Would you be comfortable with a Prime Minister being able to decide just before an election who gets to vote in the election? Or what about them personally picking the constituency boundaries to be used?
I suspect not … and a major part of the reason is that elections should be about giving the public a choice, rather than been a tool to be twisted to keep those in power still there.
That’s also why I believe in fixed-term Parliaments.* Why should the Prime Minister get to pick how this part of the electoral system works just to fit their own fancy and self-interest?
That’s why I think Hadleigh Roberts is wrong to breezily dismiss this question when saying:
On the part of the electorate, the advantage is little more than psychological.
It’s actually far more than that: it’s about both the principle (elections are there to serve the public, not the Prime Minister) and the practical (why should the ruling party have this extra advantage?).

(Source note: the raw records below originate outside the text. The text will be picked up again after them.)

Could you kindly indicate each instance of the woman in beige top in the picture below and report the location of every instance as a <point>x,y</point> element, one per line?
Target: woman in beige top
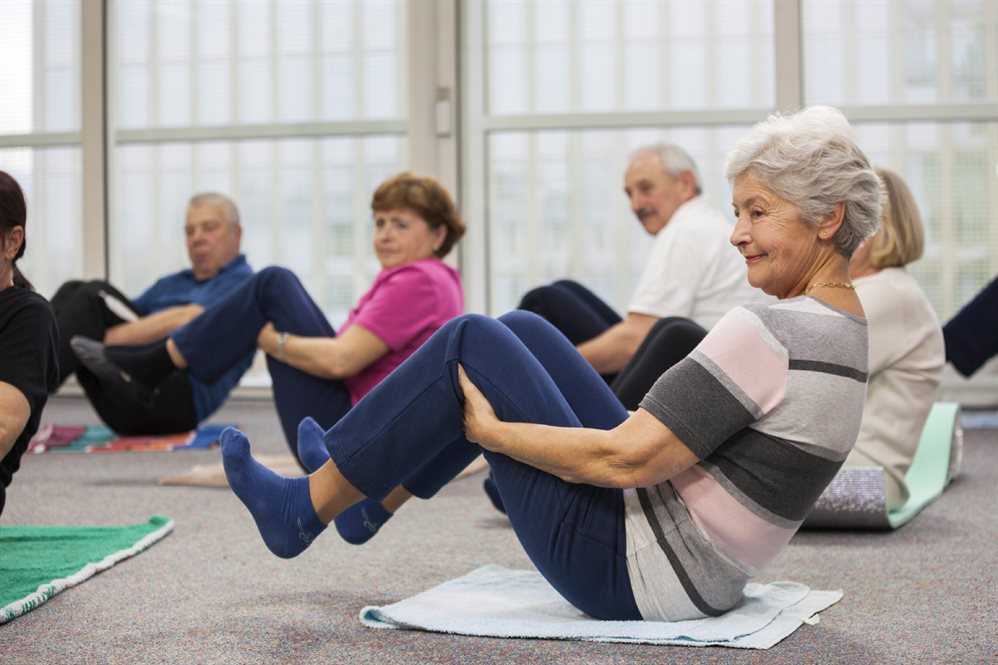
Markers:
<point>906,342</point>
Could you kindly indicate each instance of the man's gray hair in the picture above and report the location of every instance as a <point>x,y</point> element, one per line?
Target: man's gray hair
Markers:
<point>811,158</point>
<point>674,159</point>
<point>227,205</point>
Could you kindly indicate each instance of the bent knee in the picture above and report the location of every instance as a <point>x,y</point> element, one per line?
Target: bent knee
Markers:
<point>277,279</point>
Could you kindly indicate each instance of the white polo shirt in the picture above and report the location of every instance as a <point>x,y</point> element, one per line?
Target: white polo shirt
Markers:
<point>693,271</point>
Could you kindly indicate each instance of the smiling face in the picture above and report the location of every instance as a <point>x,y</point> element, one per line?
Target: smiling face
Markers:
<point>212,241</point>
<point>782,253</point>
<point>656,194</point>
<point>401,236</point>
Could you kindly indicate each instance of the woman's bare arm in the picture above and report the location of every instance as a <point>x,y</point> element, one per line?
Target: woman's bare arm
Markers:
<point>639,452</point>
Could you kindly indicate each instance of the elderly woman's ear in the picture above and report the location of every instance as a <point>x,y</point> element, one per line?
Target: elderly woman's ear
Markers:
<point>831,225</point>
<point>12,242</point>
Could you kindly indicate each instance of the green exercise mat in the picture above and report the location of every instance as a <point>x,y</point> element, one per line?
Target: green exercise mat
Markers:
<point>855,497</point>
<point>37,562</point>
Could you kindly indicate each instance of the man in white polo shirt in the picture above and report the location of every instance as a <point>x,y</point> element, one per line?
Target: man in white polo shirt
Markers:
<point>692,272</point>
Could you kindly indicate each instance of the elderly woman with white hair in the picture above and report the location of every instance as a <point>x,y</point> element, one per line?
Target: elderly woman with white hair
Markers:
<point>663,514</point>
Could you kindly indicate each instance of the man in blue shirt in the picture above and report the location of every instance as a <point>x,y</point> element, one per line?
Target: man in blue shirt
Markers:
<point>99,311</point>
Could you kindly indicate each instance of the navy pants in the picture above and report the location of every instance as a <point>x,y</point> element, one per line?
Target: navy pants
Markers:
<point>972,335</point>
<point>409,431</point>
<point>80,310</point>
<point>221,337</point>
<point>581,315</point>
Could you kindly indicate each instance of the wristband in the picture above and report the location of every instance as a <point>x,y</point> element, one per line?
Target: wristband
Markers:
<point>282,339</point>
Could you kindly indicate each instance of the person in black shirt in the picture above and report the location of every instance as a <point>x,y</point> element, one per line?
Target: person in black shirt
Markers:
<point>29,340</point>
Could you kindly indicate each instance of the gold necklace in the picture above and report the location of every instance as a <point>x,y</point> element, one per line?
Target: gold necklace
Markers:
<point>833,285</point>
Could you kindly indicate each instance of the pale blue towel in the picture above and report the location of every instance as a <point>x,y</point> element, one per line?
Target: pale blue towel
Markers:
<point>493,601</point>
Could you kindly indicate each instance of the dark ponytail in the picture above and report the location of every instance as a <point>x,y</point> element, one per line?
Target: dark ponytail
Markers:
<point>13,213</point>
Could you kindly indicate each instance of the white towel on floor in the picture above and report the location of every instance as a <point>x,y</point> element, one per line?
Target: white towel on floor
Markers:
<point>493,601</point>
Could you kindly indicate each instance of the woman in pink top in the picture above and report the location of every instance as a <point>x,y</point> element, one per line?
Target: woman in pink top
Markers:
<point>316,371</point>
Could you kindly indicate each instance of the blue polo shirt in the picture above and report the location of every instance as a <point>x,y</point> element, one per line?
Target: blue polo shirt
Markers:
<point>182,288</point>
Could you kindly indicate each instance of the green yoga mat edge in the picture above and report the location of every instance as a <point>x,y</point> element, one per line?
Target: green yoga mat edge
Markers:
<point>926,477</point>
<point>163,526</point>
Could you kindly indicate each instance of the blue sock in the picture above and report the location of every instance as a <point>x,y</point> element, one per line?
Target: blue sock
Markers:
<point>493,491</point>
<point>281,507</point>
<point>358,523</point>
<point>311,446</point>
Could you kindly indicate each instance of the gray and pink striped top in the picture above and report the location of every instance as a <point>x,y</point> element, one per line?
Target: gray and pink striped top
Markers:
<point>771,403</point>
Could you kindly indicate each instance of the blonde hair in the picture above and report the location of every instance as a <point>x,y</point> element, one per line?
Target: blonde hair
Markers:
<point>901,238</point>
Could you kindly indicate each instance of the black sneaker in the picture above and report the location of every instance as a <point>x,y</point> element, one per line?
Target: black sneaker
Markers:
<point>91,354</point>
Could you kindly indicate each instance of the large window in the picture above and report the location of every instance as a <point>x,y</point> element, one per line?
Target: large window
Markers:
<point>920,81</point>
<point>616,76</point>
<point>296,109</point>
<point>40,131</point>
<point>562,92</point>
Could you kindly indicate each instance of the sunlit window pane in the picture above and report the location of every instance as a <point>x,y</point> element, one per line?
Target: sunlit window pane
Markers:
<point>892,51</point>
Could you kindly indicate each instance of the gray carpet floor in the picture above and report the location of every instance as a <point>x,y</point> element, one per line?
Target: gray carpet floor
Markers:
<point>211,593</point>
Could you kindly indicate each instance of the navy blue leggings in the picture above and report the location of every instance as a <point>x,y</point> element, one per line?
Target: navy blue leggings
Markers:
<point>222,336</point>
<point>409,431</point>
<point>580,315</point>
<point>972,335</point>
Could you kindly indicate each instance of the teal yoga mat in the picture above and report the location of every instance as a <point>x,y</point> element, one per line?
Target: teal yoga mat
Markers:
<point>930,471</point>
<point>855,497</point>
<point>37,562</point>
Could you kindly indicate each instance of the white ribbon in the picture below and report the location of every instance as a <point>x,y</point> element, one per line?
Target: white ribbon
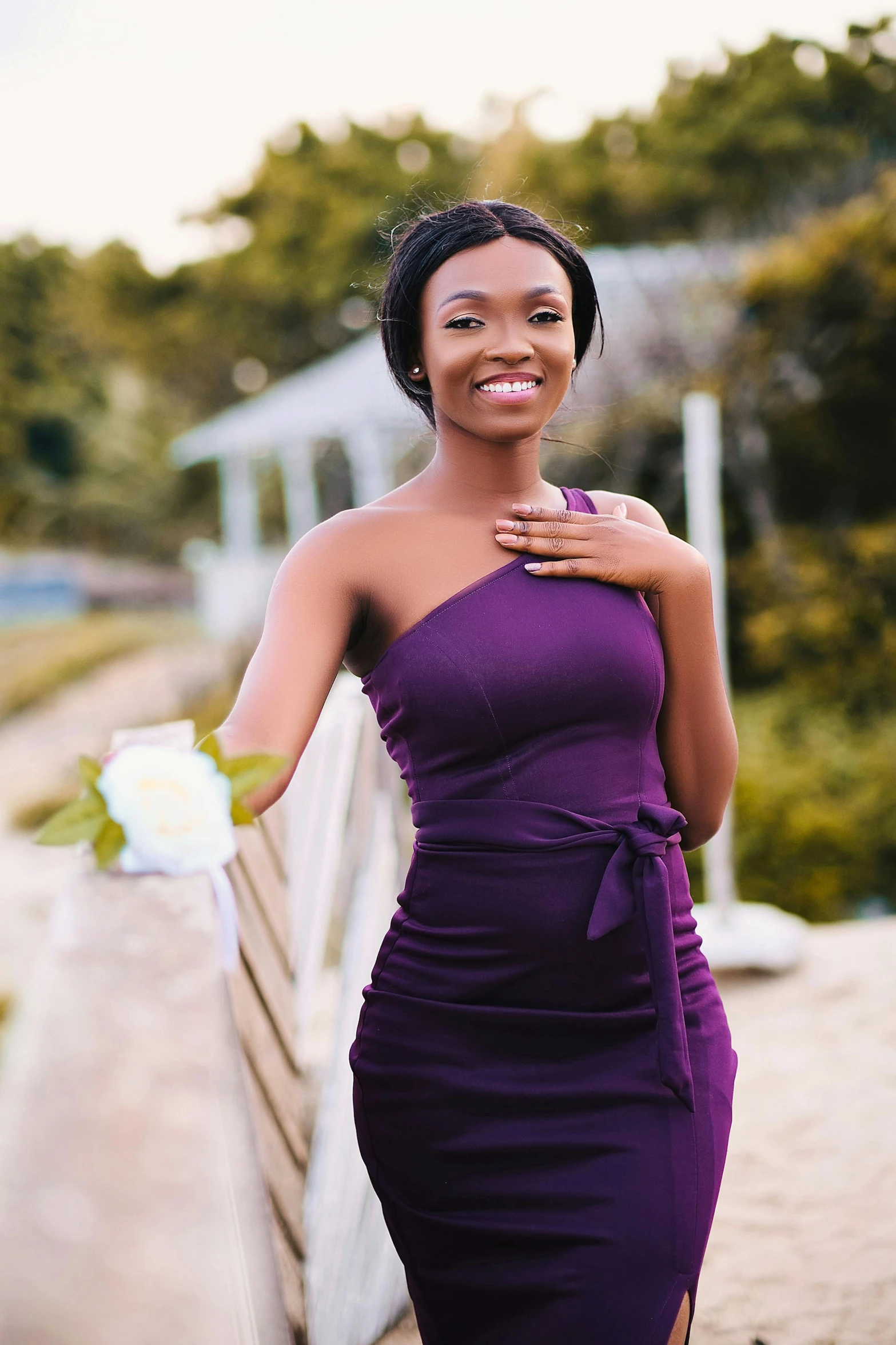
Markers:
<point>226,900</point>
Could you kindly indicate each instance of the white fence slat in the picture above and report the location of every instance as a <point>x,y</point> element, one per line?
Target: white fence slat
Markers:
<point>356,1286</point>
<point>316,813</point>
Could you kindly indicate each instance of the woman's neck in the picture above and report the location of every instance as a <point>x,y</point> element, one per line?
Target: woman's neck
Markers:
<point>475,475</point>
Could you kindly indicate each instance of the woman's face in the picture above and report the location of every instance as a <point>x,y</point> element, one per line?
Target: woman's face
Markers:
<point>497,340</point>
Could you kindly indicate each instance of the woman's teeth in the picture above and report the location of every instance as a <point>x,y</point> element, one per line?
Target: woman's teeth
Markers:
<point>508,388</point>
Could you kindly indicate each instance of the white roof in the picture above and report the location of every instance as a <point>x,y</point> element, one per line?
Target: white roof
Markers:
<point>662,307</point>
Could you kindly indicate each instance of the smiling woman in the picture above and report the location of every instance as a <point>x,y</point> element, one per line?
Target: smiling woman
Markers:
<point>543,1070</point>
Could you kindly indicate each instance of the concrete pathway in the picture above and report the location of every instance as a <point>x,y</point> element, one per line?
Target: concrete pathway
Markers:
<point>39,751</point>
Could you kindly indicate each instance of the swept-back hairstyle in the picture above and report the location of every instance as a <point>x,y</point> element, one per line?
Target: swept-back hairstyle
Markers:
<point>432,240</point>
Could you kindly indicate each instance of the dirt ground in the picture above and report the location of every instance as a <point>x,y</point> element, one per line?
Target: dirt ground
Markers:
<point>38,759</point>
<point>804,1246</point>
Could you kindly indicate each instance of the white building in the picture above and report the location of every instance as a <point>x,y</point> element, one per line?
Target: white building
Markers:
<point>663,308</point>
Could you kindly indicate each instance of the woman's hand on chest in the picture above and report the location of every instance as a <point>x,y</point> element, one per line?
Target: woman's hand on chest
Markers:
<point>610,548</point>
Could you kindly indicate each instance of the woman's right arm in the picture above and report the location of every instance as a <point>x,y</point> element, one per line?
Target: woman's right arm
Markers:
<point>309,618</point>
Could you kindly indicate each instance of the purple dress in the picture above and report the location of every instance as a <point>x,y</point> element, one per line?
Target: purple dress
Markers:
<point>543,1070</point>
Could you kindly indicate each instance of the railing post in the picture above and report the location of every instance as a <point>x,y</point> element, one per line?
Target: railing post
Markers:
<point>132,1203</point>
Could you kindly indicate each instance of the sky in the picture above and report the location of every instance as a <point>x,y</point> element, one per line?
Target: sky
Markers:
<point>121,116</point>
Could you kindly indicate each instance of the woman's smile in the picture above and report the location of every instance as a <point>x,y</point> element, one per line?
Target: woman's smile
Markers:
<point>509,390</point>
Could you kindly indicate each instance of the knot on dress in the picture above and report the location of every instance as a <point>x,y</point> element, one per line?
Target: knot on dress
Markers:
<point>635,884</point>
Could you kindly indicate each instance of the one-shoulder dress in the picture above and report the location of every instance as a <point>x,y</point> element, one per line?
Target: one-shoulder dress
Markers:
<point>543,1068</point>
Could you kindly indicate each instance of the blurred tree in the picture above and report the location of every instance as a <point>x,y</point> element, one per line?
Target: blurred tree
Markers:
<point>779,131</point>
<point>312,232</point>
<point>49,382</point>
<point>820,359</point>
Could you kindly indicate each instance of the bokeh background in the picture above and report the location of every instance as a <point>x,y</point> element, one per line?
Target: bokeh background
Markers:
<point>198,201</point>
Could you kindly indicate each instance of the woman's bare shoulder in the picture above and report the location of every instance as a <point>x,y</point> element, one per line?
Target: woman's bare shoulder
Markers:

(* There is actually an increasingly important subsidiary argument in favour of fixed-term Parliaments: not having fixed dates makes for a very messy system of political finance and expenditure control. That’s because – rightly – there are tougher and tighter controls as polling day nears, but without knowing when polling day will be, it means you don’t know for sure when different rules will turn out to have kicked in. There are, for example, limits on national expenditure in the year running up to general election polling day, which means lots of extra record keeping that turns out to be wasted if an election isn’t held at the earliest date you thought you had to be prepared for.)